Elizabeth Hill Boone - Academic Career

Academic Career

Elizabeth Hill Boone commenced her undergraduate studies in fine arts at The College of William & Mary in Williamsburg, Virginia, obtaining a B.A. in 1970. She then studied art history at California State University, Northridge in 1971–72, and completed her postgraduate degrees at the University of Texas at Austin, obtaining an MA in 1974 and a PhD in pre-Columbian art history, which was awarded in 1977.

After receiving her PhD, Boone secured a research associate position at University of Texas at San Antonio's Research Center for the Arts, where she worked for three years. In 1980 Boone took up a position in pre-Columbian studies at the research institution she would be associated with for the next fifteen years, the Dumbarton Oaks Research Library and Collection located in Washington, D.C.. Initially as associate curator (1980–83) and then as Director of Pre-Columbian Studies and Curator of the Pre-Columbian Collection (1983–95), Boone oversaw and held responsibility for Dumbarton Oaks' research and scholarship programs, symposia and colloquia, scheduled publications and the curatorship of the institution's libraries and collection of pre-Columbian artworks. From 2006 onwards Boone has retained a position as one of the six-member Board of Senior Fellows in pre-Columbian Studies at Dumbarton Oaks.

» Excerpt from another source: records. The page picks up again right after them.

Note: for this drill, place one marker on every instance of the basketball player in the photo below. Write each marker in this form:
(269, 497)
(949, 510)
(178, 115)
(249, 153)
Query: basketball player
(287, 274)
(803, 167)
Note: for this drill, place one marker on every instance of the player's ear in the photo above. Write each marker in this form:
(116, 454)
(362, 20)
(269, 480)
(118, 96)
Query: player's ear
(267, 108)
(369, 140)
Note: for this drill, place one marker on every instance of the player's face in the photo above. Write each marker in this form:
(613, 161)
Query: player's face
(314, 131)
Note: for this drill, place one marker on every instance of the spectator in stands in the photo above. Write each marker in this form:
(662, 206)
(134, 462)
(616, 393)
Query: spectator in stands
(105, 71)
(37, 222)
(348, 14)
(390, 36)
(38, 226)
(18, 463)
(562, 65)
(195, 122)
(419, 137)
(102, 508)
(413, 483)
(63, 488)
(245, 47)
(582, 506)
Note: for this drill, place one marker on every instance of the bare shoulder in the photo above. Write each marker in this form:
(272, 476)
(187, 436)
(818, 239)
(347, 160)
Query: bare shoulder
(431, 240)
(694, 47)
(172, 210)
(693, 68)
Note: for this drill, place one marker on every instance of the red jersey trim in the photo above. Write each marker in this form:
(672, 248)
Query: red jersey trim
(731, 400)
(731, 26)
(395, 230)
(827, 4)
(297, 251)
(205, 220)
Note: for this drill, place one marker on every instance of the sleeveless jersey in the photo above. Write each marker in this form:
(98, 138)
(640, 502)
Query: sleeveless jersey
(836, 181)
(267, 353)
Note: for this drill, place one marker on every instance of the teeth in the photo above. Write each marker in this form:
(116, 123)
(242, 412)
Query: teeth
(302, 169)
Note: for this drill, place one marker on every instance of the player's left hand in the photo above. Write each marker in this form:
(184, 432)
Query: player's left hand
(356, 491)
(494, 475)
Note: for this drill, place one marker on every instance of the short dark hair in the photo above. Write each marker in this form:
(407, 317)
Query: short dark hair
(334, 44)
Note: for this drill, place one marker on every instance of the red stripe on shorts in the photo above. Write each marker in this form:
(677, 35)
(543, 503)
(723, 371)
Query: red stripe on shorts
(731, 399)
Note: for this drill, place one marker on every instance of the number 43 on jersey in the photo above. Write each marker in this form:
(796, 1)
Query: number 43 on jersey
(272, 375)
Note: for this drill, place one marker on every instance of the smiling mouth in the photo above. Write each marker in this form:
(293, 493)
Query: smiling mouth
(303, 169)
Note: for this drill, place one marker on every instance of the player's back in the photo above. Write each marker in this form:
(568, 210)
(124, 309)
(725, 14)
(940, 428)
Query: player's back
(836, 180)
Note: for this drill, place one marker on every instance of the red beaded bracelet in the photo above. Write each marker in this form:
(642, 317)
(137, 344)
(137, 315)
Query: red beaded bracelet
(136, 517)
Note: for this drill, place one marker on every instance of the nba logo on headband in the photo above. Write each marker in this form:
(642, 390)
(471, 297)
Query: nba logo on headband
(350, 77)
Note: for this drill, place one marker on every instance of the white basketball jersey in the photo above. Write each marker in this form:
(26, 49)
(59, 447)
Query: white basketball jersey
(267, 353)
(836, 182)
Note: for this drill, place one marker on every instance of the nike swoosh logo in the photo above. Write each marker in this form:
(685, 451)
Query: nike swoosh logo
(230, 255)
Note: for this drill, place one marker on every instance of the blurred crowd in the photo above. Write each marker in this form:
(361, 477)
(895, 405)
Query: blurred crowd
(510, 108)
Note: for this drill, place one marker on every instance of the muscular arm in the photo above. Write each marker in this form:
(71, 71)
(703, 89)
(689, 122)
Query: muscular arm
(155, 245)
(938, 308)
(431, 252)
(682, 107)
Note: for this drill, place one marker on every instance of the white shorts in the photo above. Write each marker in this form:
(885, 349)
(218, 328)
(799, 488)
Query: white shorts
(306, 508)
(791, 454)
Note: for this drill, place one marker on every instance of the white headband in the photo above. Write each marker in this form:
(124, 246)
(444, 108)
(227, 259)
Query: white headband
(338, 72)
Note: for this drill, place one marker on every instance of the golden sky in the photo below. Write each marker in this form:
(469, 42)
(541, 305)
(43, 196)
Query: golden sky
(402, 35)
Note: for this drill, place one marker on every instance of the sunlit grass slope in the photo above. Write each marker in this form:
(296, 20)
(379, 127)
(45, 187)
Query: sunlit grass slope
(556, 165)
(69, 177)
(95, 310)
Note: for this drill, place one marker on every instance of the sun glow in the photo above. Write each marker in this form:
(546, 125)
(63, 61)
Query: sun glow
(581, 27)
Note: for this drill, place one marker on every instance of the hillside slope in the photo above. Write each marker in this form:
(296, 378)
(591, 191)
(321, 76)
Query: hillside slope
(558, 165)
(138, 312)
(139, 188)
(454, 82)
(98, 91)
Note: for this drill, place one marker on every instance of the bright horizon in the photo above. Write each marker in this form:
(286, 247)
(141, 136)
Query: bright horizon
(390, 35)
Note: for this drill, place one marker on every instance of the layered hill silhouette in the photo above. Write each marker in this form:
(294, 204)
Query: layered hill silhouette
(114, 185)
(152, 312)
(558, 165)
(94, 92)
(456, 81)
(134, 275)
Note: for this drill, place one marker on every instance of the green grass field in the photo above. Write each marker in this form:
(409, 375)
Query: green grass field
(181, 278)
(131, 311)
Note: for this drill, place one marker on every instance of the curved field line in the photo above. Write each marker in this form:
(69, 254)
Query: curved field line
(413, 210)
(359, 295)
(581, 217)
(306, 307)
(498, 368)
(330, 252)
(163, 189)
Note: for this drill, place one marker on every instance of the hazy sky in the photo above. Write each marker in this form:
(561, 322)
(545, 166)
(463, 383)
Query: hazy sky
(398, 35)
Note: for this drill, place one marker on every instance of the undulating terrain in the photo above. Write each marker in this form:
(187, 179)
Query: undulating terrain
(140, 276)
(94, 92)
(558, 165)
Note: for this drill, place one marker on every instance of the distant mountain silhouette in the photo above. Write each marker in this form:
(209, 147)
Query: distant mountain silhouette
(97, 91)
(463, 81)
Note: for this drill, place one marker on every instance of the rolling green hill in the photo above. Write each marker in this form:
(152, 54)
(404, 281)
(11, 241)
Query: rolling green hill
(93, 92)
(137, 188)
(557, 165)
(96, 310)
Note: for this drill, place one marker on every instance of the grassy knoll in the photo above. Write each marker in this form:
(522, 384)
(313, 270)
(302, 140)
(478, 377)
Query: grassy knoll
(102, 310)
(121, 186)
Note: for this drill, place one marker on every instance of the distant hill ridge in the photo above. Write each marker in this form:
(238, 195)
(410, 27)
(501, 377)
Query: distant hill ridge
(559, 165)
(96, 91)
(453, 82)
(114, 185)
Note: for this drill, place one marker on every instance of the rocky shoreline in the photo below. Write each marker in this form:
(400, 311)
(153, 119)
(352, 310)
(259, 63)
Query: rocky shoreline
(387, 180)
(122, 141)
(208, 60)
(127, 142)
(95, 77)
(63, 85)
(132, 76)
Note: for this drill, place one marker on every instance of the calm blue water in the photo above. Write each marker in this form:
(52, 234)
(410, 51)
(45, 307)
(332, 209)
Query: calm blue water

In 1995 Boone relocated to New Orleans, Louisiana to become professor of art history at Tulane University, where she taught courses on Mesoamerican, Aztec and colonial-era art history, general art interpretation and theory, and continued to publish research papers and books in the field.

In 1990 Boone was awarded the Orden del Águila Azteca (Order of the Aztec Eagle), Mexico's highest decoration awarded to non-citizens.

During 2010 Boone served as president of the American Society for Ethnohistory.